The thought of Madhu in his library made Jinnah's stomach knot. The room was his sanctuary: books, maps, the quiet order of shelves. Inviting a man like that inside felt like inviting the canal itself to flood his study.
"And if it leaks?" he asked.
Then you will have the pleasure of explaining it to the Governor yourself, the voice said. You are, after all, already the most dangerous sort of Indian in their eyes: a lawyer who reads everything and loses very few arguments.
Jinnah's mouth twitched despite himself.
"You are a bad influence," he said under his breath.
I am the part of you that already knows the answer and is annoyed you are taking so long, the voice replied. This estate has always been a negotiation with reality: canal engineers, zaildars, villagers, British officers, and now bandits. You made the Farabis by admitting the police could not or would not act. This is the same logic, pushed into the trees.
He stared out at the dark line of the forest beyond the fields.
"Varun, then," he said finally. "I send for Varun. I tell him this is not an order, only a request. If he refuses, it ends there."
Good, the voice said. If he agrees, you tell him to arrange a meeting. No promises, no money, no guns. Just words and a reminder that his son still breathes because Sandalbar exists.
Jinnah straightened.
"Three days," he said quietly to himself. "We give this three days to ripen. Then I will know whether I am a fool, or merely reckless."

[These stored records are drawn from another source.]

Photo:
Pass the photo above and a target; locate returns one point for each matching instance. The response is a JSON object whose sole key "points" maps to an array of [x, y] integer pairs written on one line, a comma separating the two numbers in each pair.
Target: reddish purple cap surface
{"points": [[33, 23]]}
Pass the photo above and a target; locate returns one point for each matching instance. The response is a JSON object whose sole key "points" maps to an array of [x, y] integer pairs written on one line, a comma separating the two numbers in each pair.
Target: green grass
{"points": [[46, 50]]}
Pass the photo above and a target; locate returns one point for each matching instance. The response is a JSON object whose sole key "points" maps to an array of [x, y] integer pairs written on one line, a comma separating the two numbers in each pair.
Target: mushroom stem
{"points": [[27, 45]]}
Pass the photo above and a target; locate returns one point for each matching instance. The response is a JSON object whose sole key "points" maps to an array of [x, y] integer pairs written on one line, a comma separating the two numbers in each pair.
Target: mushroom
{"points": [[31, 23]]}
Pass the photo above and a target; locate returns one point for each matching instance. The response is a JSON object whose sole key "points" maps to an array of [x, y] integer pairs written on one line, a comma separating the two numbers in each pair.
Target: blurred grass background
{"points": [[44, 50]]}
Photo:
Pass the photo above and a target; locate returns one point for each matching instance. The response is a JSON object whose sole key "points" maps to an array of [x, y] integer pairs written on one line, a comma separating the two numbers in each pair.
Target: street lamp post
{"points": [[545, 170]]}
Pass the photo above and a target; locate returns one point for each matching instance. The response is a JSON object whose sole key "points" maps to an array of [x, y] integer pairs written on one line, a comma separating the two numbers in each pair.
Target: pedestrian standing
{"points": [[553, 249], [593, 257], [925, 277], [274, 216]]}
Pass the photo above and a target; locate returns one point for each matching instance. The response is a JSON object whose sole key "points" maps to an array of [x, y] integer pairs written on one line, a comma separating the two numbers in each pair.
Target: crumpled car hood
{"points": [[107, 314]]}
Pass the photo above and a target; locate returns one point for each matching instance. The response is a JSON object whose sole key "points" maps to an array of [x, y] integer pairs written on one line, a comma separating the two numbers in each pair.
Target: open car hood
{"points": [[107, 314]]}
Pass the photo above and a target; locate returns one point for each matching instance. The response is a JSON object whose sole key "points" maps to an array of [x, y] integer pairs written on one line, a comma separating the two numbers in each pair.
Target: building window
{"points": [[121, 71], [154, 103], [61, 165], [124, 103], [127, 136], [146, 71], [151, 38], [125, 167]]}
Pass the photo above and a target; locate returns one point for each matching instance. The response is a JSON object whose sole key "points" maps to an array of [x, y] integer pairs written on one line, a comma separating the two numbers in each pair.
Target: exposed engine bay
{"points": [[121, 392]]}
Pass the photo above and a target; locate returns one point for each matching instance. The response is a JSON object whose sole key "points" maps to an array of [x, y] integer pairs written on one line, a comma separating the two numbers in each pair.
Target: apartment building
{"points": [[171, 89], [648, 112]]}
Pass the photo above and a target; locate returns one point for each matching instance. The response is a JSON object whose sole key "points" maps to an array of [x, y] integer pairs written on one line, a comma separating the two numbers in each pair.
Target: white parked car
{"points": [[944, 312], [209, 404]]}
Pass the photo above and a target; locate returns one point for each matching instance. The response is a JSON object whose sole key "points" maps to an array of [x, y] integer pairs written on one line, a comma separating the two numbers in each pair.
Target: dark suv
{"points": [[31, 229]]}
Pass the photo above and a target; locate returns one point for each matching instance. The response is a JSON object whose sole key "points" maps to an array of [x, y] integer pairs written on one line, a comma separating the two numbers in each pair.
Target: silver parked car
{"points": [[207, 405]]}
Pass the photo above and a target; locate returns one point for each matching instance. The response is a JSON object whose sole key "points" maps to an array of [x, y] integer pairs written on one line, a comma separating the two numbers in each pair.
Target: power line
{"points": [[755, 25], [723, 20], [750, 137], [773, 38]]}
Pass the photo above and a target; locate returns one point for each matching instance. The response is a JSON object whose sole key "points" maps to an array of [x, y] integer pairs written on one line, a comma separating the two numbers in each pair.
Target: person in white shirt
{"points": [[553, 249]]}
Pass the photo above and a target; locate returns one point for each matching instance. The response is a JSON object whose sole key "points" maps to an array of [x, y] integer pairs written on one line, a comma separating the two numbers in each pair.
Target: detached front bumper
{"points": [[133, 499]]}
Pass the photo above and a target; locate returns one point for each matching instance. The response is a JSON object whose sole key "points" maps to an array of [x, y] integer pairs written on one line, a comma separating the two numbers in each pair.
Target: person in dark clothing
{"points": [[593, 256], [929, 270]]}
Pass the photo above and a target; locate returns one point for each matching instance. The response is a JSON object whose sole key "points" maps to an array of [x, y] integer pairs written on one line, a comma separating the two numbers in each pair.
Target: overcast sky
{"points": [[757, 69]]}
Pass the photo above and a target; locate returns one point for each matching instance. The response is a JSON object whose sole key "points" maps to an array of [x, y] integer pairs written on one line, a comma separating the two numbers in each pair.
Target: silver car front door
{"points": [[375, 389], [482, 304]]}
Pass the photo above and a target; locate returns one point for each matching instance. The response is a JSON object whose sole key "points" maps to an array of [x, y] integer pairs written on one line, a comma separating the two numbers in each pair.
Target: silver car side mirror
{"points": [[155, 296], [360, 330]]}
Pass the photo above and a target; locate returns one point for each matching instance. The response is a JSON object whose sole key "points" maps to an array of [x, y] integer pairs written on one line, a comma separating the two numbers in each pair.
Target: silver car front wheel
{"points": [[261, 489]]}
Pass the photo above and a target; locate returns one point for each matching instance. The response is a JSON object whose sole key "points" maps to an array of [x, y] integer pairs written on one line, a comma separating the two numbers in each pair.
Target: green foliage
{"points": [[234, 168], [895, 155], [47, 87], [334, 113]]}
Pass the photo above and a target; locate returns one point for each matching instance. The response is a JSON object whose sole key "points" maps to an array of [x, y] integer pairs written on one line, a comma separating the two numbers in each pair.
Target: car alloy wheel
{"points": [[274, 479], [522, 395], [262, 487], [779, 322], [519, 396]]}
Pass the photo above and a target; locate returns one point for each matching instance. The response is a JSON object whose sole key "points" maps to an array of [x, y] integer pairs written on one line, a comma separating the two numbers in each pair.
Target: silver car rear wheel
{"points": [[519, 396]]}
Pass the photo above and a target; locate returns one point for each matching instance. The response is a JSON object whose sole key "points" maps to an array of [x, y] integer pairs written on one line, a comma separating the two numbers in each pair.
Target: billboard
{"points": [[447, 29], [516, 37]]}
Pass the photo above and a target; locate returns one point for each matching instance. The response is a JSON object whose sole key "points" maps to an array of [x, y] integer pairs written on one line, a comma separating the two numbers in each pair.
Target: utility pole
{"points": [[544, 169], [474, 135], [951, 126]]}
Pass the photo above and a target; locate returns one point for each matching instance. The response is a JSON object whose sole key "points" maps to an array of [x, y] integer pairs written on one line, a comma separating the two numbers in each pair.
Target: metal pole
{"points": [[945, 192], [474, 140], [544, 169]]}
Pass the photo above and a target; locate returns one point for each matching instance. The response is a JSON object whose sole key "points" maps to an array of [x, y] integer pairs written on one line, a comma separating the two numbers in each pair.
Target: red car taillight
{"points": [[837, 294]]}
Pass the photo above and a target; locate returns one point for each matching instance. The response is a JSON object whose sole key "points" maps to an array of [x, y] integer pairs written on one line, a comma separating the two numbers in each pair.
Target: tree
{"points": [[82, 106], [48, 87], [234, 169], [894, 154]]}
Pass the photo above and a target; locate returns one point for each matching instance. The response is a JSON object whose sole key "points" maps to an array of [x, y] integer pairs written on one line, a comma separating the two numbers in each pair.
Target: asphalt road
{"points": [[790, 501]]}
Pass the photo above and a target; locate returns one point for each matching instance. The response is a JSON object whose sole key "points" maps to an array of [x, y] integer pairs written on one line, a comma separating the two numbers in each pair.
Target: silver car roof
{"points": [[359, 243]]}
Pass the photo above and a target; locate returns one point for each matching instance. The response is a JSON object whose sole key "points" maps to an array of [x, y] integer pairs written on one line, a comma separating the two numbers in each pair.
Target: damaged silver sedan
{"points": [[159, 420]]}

You are both, the inner voice replied. But better a reckless fool who tries than a careful wise man standing over another burnt loom.
He almost smiled at that.
Then he turned away from the verandah and walked back into the lodge, already framing in his mind the exact phrases he would use with Varun: how much to say, how much to leave unsaid, how to make clear this was a path that led neither to easy glory nor to guaranteed safety.
Outside, the estate settled into its new night rhythm: patrol routes redrawn, metalworkers hammering out crude whistles, Farabi posts testing their wireless sets. Somewhere beyond the canal, in the countryside that no map ever quite captured, a man named Madhu still believed that the world remembered him only as a shadow in the police register.
Sandalbar was about to tap that shadow on the shoulder.
Whether it would turn and listen, or turn and bite, was a question that now lived not in a file, but in Jinnah's own quiet, crowded library.